I was cleaning out my cupboard and came upon a sealed package of dried porcini mushrooms which I bought in Florence, Italy in the summer of 2002. Are they still good?

I've come across mentions of dried porcini mushroom powder (made by pulverizing it in a spice/coffee grinder). What are your favorite uses for this product? All I can think of is sauce or soup. Can you use it like you would bread crumbs to crust a steak or roast??


----------



## kuan (Jun 11, 2001)

Put it in pasta dough.


----------



## siduri (Aug 13, 2006)

My experience with dry porcini is that even if sealed, they can be bug-ridden if they sit around too long. Look for tiny pinholes in the mushrooms. Here where i live, they wouldn't last that long.


----------



## shel (Dec 20, 2006)

The 'shrooms should still be good. You might try a wild mushroom oil ... grind up some 'shrooms in a blender or processor (I have an old, blade coffee grinder for such things) and look for a total powder of about 2 TBS. Add a TBS of Madeira wine and make a paste. Put the paste in a sterile jar and and add 2 cups of canola oil. Shake vigorously and set aside for a couple-three days, shaking the contents a couple-three times a day. Then strain the oil through a paper coffee filter. The oil might strain faster if warm. It'll keep for about 4-months if refrigerated. You can use the oil in marinades for beef. If you'd like, I may be able to dig up a marinade recipe for you.

Shel


----------



## kyheirloomer (Feb 1, 2007)

Drying (and smoking---the two are related) is the oldest form of food preservation. There are documented instances of dried foods lasting centuries and still being OK. 

So, there should be no problem with your mushrooms. If they are bug ridden it's because the bugs were sealed in with them, and they were buggy to start with. Time should not affect this.

I sometimes make gnocci and spaetzle incorporating powdered dry mushrooms into the batter. Although I generally use Shitake (cuz I have a large supply of them, which are considerably older than your porcini) there's no reason the porcini shouldn't work. Indeed, they should add a nice touch to any savory dough.


----------



## mezzaluna (Aug 29, 2000)

Excellent! I cook for my in-laws (who don't want me to use any herbs or spices, including salt and pepper, at all) so this may be a good way to add flavor. 

Siduri, I wondered about the bug issue too, but I don't see any evidence of them. I bought them from a vendor used by someone I know who lives in Florence and has a cooking school there.

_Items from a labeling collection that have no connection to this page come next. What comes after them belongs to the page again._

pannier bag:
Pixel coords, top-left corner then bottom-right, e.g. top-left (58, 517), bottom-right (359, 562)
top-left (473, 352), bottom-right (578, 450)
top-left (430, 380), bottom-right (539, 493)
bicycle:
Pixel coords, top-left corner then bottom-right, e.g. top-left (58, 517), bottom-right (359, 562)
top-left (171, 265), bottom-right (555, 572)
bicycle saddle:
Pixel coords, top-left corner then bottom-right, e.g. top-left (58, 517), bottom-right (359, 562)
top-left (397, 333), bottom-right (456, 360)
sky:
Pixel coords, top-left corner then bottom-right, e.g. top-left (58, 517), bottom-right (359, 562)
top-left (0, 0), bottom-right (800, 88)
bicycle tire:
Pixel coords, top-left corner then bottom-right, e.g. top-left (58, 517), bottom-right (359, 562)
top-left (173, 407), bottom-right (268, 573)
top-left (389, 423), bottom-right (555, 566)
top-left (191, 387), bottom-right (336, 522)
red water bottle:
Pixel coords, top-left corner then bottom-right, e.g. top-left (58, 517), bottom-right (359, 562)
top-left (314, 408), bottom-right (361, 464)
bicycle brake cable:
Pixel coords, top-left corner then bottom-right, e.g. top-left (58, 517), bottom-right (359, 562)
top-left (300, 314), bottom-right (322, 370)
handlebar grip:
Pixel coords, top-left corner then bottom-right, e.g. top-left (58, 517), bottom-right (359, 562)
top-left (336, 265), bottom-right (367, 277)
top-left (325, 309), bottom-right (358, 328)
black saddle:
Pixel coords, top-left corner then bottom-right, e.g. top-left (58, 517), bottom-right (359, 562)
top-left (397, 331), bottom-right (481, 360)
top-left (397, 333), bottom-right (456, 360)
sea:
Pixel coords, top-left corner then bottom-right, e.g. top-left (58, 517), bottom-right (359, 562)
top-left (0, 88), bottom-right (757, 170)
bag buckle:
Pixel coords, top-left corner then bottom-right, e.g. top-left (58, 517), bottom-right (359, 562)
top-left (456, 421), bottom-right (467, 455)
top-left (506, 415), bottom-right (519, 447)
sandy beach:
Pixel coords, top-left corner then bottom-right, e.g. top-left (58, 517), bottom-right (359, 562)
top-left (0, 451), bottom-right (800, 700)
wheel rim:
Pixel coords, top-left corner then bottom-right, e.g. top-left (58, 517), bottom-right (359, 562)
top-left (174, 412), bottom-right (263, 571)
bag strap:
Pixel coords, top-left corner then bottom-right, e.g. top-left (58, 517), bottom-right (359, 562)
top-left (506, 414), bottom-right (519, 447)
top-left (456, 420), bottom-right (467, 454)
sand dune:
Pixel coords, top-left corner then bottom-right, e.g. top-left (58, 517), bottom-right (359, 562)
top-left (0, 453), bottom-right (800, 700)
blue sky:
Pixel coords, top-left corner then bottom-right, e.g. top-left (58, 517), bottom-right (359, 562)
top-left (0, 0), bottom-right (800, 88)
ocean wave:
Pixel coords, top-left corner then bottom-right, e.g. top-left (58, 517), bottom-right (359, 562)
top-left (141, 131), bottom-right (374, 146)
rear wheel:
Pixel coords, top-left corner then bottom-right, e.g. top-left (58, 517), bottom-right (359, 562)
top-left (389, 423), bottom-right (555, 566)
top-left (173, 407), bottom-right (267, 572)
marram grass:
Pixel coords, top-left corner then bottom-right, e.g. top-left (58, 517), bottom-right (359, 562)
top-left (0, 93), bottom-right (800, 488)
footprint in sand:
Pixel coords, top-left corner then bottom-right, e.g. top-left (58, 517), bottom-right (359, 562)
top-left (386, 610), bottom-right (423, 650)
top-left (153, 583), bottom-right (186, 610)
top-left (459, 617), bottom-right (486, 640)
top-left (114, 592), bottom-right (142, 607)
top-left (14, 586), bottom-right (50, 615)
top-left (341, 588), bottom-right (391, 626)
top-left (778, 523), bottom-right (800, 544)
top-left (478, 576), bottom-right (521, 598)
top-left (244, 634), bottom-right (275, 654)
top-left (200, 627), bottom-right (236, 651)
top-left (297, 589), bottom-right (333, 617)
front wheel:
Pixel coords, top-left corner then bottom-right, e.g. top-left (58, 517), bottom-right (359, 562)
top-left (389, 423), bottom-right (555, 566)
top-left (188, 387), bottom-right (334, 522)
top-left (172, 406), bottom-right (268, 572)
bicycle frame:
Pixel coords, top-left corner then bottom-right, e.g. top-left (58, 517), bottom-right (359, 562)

I'm looking forward to experimenting with them! Thanks for the insights, everyone.

Mezz


----------



## siduri (Aug 13, 2006)

Hi Mezzaluna, 
i buy these mushrooms in italy, of course, since i live here, but we get these little bugs that weasel their way into every kind of packaging imaginable. I even had them in some vacuum packed thick plastic packages of flour, and they GOT in, weren;t there already, because they had eaten through the plastic. Since mushrooms are usually sold (here at least) in cellophane, and cellophane is made of trees, they can burrow through that like nothing. 
And then again, the eggs may also be laid in the mushrooms before packaging, and then after some time they hatch and grow. Since mushrooms grow in the ground, they might well have bug eggs. 
So, it's not true that they don;t get bugs, but maybe if your climate is a little less conducive to them, you might be able to keep them for a long time (or if you have air conditioning - ah, how i wish). If they come from italy, anyway, they will have a use-by date (consumare entro ....) with the month and year.


----------



## mezzaluna (Aug 29, 2000)

You bring up good points, Siduri. I'll inspect the mushrooms carefully before using them.


----------



## suzanne (May 26, 2001)

If there were bugs in them, by now you'd see all the little buggy carcasses in the bottom of the bag. I had that in a bag of porcini I brought back from Rome. I just pulled out the ones still caught in the slices. 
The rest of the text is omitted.